14 DAY TRIAL // With increasing adoption of 64-bit systems, malware authors started to adapt their code to target these platforms. New variants of Kivars, an older piece of malicious software written for 32-bit, have been discovered to show a preference for the 64-bit machines, too.
Security researchers at TrendMicro have analyzed fresh samples of the malware and found that they had slight differences compared to the regular 32-bit releases.
The functionality remains the same, Kivars being able to download and upload data, execute and manipulate files, uninstall the malware service, grab pictures, enable or disable the built-in logging component, as well as trigger mouse and keyboard input.
After the dropper, identified by TrendMicro as TROJ_FAKEWORD.A, is launched, two executable files and a Microsoft document are downloaded. The document is used as a decoy.
TROJ_FAKEWORD.A relies on the RLO (Right-to-Left Override) feature in Windows and on a Word icon to mask the fact that it is in fact an executable file. The file appears to be harmless at first glance, since the extension seems to be that of a Microsoft Word document.
However, taking a look at the file type column reveals the deceit; unfortunately, very few users verify suspicious files this way.
According to Kervin Alintanahin, a threats analyst at TrendMicro, the loader and the dropped backdoor payload have random file names in the 64-bit version of the malicious software. The loader, just like in the 32-bit version, is installed as a service, named Iprip, Irmon or ias.

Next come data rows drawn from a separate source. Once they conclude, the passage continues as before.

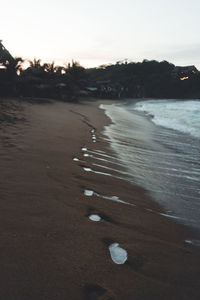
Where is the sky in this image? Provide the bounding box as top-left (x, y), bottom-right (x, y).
top-left (0, 0), bottom-right (200, 69)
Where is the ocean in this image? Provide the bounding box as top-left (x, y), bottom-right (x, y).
top-left (101, 99), bottom-right (200, 229)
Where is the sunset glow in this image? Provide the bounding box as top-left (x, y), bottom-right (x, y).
top-left (0, 0), bottom-right (200, 68)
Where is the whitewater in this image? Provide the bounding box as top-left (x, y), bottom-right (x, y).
top-left (101, 99), bottom-right (200, 229)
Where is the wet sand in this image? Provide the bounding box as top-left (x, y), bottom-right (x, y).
top-left (0, 100), bottom-right (200, 300)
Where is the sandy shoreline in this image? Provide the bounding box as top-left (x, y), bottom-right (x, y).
top-left (0, 100), bottom-right (200, 300)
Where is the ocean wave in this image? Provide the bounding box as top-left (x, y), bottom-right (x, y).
top-left (133, 100), bottom-right (200, 138)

The latest variants of the malware rely on a modified version of the RC4 algorithm which integrates an extra byte that is added to the XOR’red output if it is equal or greater than 80h.
Communication with the command and control servers is also different, as the new Kivars delivers a key generated from a random packet that triggers a reply from the remote machine.
Then, it starts sending details about the infected computer, such as the IP address, version of the operating system, hostname, version of the malware, keyboard layout and the recent documents or desktop folder.
TrendMicro security researchers found evidence that the bad actors behind Kivars have also used Poison RAT (remote access Trojan) in their campaigns. They made the connection based on a command and control server that was contacted by both pieces of malware.
With more and more 64-bit systems becoming available, an increase of malicious attacks with software crafted for these machines is to be expected.